Uma tarde em que a fome e a fadiga o tinham prostrado, viu dentre umas touceiras de taquara onde se
recolhera para cobrar ânimo, um cavaleiro que, havendo atravessado o rio, de força tinha de passar a poucos
passos dele, em um cotovelo formado pela picada.
O cavaleiro era um velho e parecia-se mais com uma múmia do que com um ente vivo.
Tinha a pele grudada nos ossos, e seu corpo apresentava ângulos e retas de dureza escultural.
[...]
“Este velho, pensou o Cabeleira, traz pelo menos farinha nos caçuás. Vou tomar-lhe para mim, e se ele não
quiser entregar-me a sua carga, corto-lhe a garganta.”

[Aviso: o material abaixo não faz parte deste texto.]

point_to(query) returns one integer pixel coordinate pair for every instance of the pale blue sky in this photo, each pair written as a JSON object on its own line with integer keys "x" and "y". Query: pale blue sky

Empunhou o pedaço da faca, única arma que lhe restava do terrível cangaço de outrora, e quando o velho
confrontou com ele, saltou-lhe ao cabresto do cavalo. Este parou de muito boa vontade, enquanto seu dono,
sem se mostrar aterrado nem sobressaltado, disse ao bandido:
— Guarde-o Deus, meu senhor — saudação que até bem pouco tempo se ouvia no sertão.
Quando estava para fazer a terrível intimação, sentiu o Cabeleira faltar-lhe força para suster o cabresto,
tremeram-lhe as pernas, vacilaram-lhe os pés. Seus olhos tinham dado com a imagem de Luísa, de joelhos na
beira do caminho com as mãos postas, os olhos suplicantes, tristes, e chorosos, voltados para ele. Pareceu-
lhe até ouvir as seguintes palavras:
— Não o mates, Cabeleira.
(TÁVORA, F. O Cabeleira. São Paulo: Martin Claret, 2003. p.160-161.)
Com base na cena reproduzida no fragmento, aponte os elementos que aproximam e os que afastam Cabeleira
do perfil de uma personagem romântica.